Sobotnie spotkanie rozpoczęło się bardzo dobrze dla podopiecznych trenera Krzysztofa Knychały. Już w drugiej minucie meczu naciskany przez Kacpra Borowiaka golkiper gospodarzy popełnił błąd i wybił futbolówkę wprost pod nogi Jakuba Płotkowiaka. Pomocnik Obrzanki precyzyjnie uderzył z pierwszej piłki i wyprowadził Obrzankę na prowadzenie.
Kolejne minuty to przewaga Obry, jednak w poczynaniach zawodników z Kościana było dużo niedokładności a sytuacje bramkowe, które sobie stwarzali niestety były marnowane.
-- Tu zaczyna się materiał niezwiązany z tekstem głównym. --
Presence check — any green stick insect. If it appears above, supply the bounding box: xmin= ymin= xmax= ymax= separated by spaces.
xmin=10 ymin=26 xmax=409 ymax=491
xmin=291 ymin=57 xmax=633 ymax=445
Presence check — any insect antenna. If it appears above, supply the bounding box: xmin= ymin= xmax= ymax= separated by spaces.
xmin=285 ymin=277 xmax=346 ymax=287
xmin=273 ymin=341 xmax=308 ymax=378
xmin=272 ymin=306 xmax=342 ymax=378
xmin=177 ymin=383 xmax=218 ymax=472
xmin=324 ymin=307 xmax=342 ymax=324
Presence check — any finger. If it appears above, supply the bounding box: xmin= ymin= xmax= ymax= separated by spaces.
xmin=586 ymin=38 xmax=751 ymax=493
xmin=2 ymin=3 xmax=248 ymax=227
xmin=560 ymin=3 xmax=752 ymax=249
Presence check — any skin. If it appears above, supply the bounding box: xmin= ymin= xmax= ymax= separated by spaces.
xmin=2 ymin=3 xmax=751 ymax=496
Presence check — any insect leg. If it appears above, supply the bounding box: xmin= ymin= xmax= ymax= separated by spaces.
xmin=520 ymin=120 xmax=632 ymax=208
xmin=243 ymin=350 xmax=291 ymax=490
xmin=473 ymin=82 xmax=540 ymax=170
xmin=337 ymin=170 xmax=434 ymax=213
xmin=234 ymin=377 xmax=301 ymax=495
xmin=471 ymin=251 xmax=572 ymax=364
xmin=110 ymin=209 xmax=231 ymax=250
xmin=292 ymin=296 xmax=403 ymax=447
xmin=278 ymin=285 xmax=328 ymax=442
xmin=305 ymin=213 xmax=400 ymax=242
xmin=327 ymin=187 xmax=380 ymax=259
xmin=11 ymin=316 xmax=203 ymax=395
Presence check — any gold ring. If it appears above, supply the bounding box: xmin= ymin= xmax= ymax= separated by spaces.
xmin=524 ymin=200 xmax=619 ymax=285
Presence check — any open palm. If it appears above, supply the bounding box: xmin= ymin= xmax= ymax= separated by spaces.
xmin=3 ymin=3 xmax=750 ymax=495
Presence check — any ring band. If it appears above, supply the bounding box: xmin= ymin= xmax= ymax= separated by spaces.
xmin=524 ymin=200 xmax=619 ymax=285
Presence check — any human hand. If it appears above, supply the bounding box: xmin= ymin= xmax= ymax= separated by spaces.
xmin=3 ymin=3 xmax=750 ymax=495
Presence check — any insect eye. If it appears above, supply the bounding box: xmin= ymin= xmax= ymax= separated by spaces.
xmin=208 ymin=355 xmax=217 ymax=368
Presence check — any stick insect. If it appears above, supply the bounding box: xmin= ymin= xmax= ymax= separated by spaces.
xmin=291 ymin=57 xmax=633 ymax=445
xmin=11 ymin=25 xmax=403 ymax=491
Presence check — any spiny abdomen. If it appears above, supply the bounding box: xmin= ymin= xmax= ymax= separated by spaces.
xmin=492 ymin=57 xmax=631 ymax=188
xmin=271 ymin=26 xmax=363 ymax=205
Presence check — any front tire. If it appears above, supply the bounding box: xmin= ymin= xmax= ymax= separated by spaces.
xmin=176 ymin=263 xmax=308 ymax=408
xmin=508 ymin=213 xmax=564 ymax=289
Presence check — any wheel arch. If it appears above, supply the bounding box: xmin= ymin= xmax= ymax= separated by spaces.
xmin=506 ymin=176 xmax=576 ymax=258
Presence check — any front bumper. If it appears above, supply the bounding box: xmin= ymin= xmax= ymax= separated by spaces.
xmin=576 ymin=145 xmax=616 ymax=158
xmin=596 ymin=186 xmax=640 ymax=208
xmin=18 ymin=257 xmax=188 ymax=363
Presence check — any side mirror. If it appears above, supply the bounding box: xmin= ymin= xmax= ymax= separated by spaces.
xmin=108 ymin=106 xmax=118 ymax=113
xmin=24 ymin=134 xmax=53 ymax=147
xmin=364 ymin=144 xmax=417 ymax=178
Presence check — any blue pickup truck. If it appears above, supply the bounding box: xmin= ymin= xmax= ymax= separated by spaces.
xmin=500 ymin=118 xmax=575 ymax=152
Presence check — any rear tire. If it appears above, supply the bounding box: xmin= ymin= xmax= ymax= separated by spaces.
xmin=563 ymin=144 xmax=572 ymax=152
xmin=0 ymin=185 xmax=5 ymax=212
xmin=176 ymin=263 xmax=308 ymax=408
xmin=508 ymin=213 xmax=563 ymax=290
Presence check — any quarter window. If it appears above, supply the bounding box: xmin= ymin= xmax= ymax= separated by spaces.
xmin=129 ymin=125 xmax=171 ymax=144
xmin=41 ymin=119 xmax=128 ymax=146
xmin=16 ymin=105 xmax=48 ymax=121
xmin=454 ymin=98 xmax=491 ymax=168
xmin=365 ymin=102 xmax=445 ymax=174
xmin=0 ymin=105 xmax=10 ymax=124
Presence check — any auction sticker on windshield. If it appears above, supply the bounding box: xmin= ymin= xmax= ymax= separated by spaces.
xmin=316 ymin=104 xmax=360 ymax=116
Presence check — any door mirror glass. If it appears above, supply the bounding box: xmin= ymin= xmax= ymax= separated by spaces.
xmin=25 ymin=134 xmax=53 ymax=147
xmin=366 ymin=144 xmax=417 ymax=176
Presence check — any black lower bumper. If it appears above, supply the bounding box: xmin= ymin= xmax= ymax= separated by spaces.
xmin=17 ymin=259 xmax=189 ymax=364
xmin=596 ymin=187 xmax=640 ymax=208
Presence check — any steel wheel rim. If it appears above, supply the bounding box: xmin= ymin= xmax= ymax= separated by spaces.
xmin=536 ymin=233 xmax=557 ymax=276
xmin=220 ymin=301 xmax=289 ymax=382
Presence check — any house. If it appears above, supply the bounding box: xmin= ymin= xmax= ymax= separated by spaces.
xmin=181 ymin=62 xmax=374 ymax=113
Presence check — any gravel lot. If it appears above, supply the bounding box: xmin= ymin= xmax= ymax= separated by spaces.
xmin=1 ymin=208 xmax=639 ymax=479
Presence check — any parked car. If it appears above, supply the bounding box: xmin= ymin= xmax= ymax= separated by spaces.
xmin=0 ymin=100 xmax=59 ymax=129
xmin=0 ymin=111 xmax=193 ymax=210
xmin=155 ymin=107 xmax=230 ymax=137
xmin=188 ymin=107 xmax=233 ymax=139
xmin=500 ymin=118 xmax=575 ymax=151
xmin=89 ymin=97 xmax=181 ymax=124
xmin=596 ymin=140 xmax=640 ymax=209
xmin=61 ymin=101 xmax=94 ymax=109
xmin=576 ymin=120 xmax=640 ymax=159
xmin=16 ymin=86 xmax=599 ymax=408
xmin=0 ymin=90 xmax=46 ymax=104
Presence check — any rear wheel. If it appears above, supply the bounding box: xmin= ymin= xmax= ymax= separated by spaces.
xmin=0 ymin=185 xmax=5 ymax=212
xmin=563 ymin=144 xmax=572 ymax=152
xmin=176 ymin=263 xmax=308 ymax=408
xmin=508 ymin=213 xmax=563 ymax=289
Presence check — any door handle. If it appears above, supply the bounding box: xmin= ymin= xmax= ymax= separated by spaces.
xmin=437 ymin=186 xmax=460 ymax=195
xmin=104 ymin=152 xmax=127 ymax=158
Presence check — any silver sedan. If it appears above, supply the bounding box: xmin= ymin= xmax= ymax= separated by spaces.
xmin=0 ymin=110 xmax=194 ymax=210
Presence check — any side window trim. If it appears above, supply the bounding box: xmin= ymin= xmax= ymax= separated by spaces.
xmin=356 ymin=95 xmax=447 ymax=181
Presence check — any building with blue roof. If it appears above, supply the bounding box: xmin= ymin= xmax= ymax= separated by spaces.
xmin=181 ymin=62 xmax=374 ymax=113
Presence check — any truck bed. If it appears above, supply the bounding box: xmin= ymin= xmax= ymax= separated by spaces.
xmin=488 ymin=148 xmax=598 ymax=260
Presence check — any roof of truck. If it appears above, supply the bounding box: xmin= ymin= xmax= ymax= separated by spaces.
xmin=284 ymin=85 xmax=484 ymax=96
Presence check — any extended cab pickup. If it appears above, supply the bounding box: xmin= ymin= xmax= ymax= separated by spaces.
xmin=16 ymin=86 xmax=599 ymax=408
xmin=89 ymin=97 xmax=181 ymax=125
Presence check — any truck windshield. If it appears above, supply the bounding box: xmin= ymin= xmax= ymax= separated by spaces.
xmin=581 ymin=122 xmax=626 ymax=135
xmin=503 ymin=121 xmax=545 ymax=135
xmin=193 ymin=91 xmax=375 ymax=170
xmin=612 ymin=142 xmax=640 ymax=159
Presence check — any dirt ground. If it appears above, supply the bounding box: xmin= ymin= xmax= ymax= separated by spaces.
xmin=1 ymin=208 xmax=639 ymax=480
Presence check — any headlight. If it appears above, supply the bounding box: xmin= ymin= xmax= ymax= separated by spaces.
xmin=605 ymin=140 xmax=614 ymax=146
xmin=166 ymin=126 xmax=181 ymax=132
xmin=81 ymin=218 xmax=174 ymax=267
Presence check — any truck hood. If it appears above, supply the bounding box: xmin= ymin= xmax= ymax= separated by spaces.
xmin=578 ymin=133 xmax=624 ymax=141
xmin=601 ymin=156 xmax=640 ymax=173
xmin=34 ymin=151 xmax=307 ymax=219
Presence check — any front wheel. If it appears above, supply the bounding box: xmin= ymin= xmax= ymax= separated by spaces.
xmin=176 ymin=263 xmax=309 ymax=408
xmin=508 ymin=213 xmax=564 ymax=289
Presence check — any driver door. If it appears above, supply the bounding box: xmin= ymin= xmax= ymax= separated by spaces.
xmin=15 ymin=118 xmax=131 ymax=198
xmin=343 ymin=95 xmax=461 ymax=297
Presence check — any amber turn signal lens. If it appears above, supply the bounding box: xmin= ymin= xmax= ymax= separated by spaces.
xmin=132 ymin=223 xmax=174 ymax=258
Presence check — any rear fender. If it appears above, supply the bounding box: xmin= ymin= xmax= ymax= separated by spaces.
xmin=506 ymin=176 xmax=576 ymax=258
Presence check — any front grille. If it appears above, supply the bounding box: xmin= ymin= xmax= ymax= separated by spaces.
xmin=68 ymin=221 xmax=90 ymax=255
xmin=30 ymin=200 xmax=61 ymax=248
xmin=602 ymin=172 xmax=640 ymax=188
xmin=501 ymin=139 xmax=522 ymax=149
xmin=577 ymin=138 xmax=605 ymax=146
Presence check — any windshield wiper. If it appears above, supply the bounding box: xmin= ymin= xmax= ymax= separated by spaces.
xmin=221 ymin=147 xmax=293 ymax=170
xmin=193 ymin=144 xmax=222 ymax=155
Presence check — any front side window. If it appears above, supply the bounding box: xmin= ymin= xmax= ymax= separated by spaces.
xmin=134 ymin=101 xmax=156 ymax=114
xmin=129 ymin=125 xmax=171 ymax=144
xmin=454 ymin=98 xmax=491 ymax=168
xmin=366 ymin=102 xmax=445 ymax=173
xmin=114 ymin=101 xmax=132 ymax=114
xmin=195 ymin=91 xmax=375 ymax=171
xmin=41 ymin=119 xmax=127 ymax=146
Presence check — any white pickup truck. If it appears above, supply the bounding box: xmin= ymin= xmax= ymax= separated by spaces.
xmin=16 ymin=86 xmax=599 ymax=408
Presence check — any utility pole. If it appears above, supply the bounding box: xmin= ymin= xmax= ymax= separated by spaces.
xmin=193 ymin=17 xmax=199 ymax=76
Polonia Kępno do wyrównania doprowadziła w czterdziestej piątej minucie. Dośrodkowanie z prawej strony boiska w pole karne zakończyło się samobójczym trafieniem Kacpra Czuby, który naciskany przez Remigiusza Pastuchę wpakował piłkę do własnej bramki.
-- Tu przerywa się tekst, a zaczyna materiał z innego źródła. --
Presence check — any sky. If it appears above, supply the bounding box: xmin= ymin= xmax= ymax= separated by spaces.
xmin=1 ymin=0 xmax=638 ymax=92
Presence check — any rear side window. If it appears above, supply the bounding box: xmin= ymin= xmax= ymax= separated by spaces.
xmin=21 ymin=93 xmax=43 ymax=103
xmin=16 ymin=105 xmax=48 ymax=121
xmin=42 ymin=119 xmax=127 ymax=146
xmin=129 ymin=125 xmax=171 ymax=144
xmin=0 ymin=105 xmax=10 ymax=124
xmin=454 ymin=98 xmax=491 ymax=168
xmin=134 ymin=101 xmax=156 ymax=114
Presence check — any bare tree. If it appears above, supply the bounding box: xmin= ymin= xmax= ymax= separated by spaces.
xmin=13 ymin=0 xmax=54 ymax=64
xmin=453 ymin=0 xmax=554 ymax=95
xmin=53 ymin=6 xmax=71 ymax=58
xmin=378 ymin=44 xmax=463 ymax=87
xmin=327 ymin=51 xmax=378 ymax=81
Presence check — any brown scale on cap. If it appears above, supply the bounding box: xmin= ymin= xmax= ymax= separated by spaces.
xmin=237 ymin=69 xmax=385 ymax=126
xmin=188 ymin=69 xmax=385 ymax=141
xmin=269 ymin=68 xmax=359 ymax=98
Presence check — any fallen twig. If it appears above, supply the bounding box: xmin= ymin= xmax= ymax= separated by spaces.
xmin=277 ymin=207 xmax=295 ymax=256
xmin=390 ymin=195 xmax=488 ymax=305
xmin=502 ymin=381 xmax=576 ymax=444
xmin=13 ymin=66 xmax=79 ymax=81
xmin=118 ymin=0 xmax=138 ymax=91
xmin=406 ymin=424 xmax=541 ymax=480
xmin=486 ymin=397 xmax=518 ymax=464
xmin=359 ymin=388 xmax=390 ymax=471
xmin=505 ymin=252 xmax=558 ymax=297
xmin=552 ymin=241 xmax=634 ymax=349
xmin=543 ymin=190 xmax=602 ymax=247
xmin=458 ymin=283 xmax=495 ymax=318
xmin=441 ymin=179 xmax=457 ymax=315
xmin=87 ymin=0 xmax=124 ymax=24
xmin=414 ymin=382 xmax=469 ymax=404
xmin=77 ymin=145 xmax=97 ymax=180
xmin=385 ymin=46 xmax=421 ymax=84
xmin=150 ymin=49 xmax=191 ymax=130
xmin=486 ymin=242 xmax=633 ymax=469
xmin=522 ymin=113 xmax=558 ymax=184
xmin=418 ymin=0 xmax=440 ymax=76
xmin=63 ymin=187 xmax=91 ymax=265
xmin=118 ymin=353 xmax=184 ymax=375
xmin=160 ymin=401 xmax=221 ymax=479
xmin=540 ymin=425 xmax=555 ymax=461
Po zmianie stron gospodarze ruszyli do ataku i ich gra wyglądała zdecydowanie lepiej. Można powiedzieć, że dominowali oni na placu gry i stworzyli sobie dwie bardzo groźne sytuacje do zdobycia bramki, ale na szczęście oba okazały się niecelne.
Gdy wydawało się, że sobotnie spotkanie zakończy się podziałem punktów w ostatniej minucie regulaminowego czasu gry indywidualną akcję z lewej strony boiska przeprowadził Piotr Sznabel, wpadł z futbolówką w pole karne i uderzeniem w krótki róg bramki zapewnił Obrzance komplet punktów w Kępnie.